Webmaster and Commander (part 1)


Today I switched my professional website from our university system to my own domain on a private hosting service (www.joelparcoeur.com). This was not as difficult as I thought it would be. There are many reasons for why I made this move, none of which are related to the quality of our own university web designers.
There are several strong reasons for taking over management of my own website. Joan Strassmann pointed out many of these in a recent blog that tipped me over the edge to actually going through with it. First and foremost, my web presence is too important to place into someone else’s hands who does not have my interests as their number one priority. My website is vital for recruiting graduate students and post docs and serves as the most easily accessible reference for anyone reviewing my papers and grant applications. It also provides a face to the media, a resource for students and acts as a vital platform to help my graduate students and post docs gain employment. I will go so far as to say that academics without a web presence are pretty much the 21st  century definition of deadwood. One might think that a university would be able to set up and maintain a better website than doing your own, but after some thought, I have come to the conclusion that this is impossible. The fact that institutions, and not the individual academic, pays the web designers means that we academics are always left with a suboptimal web presence unless we take matters into our own hands. This is not to disparage any university as the collective will always act in the collective interest.
The university website is set up to showcase the university and the centre’s within it. The result is emphasis on connections within the university. It is designed in such a way as to show case institutional activities and achievements. When individuals are featured it is usually for a short time and only a carefully selected few are allowed the spotlight. This would fine if I was always the one in the spot light whenever anyone visited the university website, but that is not possible. The way our university describes active research projects provides an excellent example of this conflict of perspective.
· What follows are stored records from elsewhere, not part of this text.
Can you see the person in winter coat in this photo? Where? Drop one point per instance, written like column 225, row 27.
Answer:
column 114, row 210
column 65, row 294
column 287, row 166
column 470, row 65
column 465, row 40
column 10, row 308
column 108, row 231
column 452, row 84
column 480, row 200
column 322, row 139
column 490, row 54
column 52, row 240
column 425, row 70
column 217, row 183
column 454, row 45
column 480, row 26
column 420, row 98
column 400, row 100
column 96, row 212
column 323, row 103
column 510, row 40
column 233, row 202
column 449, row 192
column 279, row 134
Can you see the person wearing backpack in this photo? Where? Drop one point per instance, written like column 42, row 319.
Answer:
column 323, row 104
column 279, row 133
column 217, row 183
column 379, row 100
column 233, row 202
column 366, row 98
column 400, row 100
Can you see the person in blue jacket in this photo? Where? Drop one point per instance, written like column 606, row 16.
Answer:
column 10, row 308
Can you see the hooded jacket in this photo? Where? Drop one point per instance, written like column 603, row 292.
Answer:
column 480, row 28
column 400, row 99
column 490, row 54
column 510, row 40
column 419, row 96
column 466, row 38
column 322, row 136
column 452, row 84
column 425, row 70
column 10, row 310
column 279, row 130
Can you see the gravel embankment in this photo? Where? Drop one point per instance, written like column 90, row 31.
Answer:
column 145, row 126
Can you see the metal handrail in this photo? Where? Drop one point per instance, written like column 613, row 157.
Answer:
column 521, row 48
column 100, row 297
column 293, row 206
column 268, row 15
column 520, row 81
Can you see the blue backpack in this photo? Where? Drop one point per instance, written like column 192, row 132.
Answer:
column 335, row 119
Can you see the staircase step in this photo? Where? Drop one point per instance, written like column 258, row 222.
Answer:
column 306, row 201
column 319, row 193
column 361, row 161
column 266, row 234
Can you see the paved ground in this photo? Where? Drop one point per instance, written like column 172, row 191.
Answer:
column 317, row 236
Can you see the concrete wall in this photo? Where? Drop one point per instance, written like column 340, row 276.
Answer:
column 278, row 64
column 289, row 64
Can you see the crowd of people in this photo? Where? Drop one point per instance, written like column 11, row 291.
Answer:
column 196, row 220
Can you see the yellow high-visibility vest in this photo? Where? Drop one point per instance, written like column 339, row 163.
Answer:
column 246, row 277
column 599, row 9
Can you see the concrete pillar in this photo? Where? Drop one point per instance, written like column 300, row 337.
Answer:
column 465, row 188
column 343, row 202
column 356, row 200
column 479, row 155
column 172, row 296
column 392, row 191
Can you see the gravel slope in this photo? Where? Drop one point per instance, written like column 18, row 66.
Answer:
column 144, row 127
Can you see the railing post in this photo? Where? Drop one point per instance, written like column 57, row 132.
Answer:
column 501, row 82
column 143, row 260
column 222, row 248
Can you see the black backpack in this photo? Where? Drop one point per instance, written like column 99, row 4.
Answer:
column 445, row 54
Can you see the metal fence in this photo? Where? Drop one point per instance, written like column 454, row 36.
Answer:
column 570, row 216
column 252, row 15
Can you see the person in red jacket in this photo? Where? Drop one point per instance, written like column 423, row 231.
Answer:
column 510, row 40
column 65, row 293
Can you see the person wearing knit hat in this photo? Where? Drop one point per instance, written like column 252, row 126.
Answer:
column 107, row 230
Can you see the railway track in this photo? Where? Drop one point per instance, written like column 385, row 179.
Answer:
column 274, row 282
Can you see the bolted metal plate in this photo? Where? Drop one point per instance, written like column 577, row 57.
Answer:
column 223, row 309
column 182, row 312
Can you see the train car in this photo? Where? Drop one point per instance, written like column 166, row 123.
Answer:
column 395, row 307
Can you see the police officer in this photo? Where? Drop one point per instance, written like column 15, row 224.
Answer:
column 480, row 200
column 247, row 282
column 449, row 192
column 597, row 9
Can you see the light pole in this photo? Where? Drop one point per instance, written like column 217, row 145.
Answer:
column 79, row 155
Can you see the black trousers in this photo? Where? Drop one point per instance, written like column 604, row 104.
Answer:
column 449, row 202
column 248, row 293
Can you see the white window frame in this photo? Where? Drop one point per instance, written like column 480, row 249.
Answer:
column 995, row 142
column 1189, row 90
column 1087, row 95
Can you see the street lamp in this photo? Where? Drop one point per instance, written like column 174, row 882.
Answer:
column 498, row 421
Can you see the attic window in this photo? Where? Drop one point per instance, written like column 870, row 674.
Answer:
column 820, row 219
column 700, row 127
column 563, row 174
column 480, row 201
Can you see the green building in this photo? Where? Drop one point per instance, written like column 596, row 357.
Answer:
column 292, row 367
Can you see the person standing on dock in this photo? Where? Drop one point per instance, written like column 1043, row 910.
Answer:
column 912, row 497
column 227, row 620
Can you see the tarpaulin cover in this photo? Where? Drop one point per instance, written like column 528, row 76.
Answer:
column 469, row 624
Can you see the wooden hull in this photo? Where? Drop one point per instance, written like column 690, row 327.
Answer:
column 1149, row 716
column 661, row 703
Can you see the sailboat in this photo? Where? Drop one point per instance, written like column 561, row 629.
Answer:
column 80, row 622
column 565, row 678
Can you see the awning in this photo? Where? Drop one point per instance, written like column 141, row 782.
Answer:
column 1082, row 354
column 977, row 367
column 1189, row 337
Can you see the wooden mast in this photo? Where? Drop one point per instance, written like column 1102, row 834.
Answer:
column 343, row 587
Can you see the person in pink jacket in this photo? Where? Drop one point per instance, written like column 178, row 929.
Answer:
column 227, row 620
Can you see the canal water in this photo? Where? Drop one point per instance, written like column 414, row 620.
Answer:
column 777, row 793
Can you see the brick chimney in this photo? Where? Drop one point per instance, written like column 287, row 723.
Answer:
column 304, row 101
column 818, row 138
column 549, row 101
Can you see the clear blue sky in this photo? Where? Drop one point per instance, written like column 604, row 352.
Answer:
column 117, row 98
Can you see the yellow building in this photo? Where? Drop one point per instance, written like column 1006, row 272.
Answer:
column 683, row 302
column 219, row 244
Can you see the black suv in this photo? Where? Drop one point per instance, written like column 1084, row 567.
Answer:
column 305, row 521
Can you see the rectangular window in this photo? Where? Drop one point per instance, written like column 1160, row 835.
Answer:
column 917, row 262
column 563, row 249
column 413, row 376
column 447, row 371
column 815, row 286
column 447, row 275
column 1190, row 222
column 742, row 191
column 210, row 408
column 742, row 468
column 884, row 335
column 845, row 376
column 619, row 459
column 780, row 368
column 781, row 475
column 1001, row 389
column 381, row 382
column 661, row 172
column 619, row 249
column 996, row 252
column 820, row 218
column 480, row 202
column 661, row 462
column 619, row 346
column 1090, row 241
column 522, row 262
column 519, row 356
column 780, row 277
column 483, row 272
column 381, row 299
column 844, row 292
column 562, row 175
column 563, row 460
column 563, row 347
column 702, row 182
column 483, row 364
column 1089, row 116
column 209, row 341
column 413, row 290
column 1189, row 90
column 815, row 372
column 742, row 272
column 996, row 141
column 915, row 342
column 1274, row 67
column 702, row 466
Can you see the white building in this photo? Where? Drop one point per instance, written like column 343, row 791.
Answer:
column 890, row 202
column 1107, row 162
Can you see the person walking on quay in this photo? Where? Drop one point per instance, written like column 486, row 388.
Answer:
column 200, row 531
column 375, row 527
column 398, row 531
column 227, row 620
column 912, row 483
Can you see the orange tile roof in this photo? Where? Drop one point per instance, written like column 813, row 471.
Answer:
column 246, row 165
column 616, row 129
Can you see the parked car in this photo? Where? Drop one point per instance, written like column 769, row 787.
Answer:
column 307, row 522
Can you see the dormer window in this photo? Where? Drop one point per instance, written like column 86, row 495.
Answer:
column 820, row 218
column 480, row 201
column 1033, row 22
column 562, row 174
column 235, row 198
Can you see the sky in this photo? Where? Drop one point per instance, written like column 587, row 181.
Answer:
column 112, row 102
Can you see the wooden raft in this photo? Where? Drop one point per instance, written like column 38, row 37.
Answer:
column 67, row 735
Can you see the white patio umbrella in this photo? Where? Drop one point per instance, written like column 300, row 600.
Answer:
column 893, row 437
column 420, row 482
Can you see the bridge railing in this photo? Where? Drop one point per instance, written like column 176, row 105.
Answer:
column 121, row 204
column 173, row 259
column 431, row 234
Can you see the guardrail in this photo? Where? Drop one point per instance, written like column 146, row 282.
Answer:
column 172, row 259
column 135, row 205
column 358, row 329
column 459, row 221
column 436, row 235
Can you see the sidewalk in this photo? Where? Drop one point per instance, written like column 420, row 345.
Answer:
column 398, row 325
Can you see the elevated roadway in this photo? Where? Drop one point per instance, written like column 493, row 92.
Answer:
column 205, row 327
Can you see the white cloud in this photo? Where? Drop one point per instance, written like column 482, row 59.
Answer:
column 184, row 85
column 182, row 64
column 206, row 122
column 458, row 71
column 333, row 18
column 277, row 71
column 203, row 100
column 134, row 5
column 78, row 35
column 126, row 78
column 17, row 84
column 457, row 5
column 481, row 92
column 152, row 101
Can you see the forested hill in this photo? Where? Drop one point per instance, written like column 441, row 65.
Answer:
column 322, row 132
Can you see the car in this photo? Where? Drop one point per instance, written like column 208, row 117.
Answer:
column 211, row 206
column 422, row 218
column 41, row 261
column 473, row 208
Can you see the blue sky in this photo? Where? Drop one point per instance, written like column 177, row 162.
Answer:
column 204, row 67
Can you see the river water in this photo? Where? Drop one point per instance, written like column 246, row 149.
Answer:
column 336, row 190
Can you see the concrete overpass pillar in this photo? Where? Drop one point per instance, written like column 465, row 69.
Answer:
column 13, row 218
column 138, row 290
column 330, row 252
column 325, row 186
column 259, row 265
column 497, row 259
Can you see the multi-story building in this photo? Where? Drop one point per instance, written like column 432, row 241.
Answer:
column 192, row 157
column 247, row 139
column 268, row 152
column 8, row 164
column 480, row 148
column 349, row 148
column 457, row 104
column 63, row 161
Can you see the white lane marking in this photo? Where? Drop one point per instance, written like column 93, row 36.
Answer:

At our university website, a visitor will get exactly the same description of a research project (from the same page the collaborators all link to) regardless of which collaborator’s website they are coming from. This makes sense from a management and university based perspective. However, from my perspective, I want to describe the project from the point of view of my contribution, targeting my peers, and those who I expect to be visiting my site. Thus, the university wants continuity and efficiency with single project descriptions, where as individuals need to emphasize their unique contributions and perspective. The individual ideal leads to replication of material in various forms and makes it difficult for media or other bodies to scrape the university websites for institutional information.  Individuals will always come out second in this conflict in point of view because our web designers serve the university first  for  the simple reason that the university signs the pay checks.
One other practical problem is the amount of effort it takes to update the information on an institutional webpage. The official website always requires one to go through an official IT person who then posts it in the proper format. In theory, it should be easy but anyone who has ever done this knows that it is a game of postman with the IT person between the website and yourself. You cannot make a change, see how it looks, then make another change, see what happens, then change your mind and go back on something etc. These sorts of iterations, coupled with inevitable misunderstandings, drive the poor IT person (and yourself) crazy with frustration and acrimony. What ends up happening is that updating becomes such an unpleasant and time consuming chore that the official site can languish unchanged for years.
Perhaps most importantly, the institutional perspective almost always side lines the large majority of junior personal. The provisioning of websites tends to be prioritized or delegated from top to bottom with post doc, graduate students and technicians frequently left up to lab leaders to take care of. These pages are especially important for international researchers where the internet may be the only easily accessed public source of information for recruitment purposes. We are given a space to post these pages, but internal links are always directed to the university version of our official pages first. The links to the personally managed pages are almost always buried by hiding them in the research or contact sections of the official page. 
The other reason for owning your webpage is for the sake of continuity. On at least one occasion a university reconfigured our IT system and moved all of our personal web spaces, breaking the links to our webpages by changing the URLs. This undid the Google ranking and broke the links in my publications.  In addition, academics are notoriously mobile and moving your web address means all of the links from other people and sites and those in your published work will end up dead unless your institutions is willing to maintain pages indefinitely. Fortunately for me, my former post doc institution (UNIL) does. I am now convinced that it is most prudent to build a website with one permanent domain name that you can own for your entire career.
Finally, a large part of my motivation for my setting up my own website was to learn how to setup a webpage and to manage a web domain. As an ignorant amateur at html, I stumbled through the process with much trial and error, but I think ended up with a pretty nice webpage (mostly to discovering the amazing world of free templates, thank you Andreas Viklund). That adventure will be covered in part 2.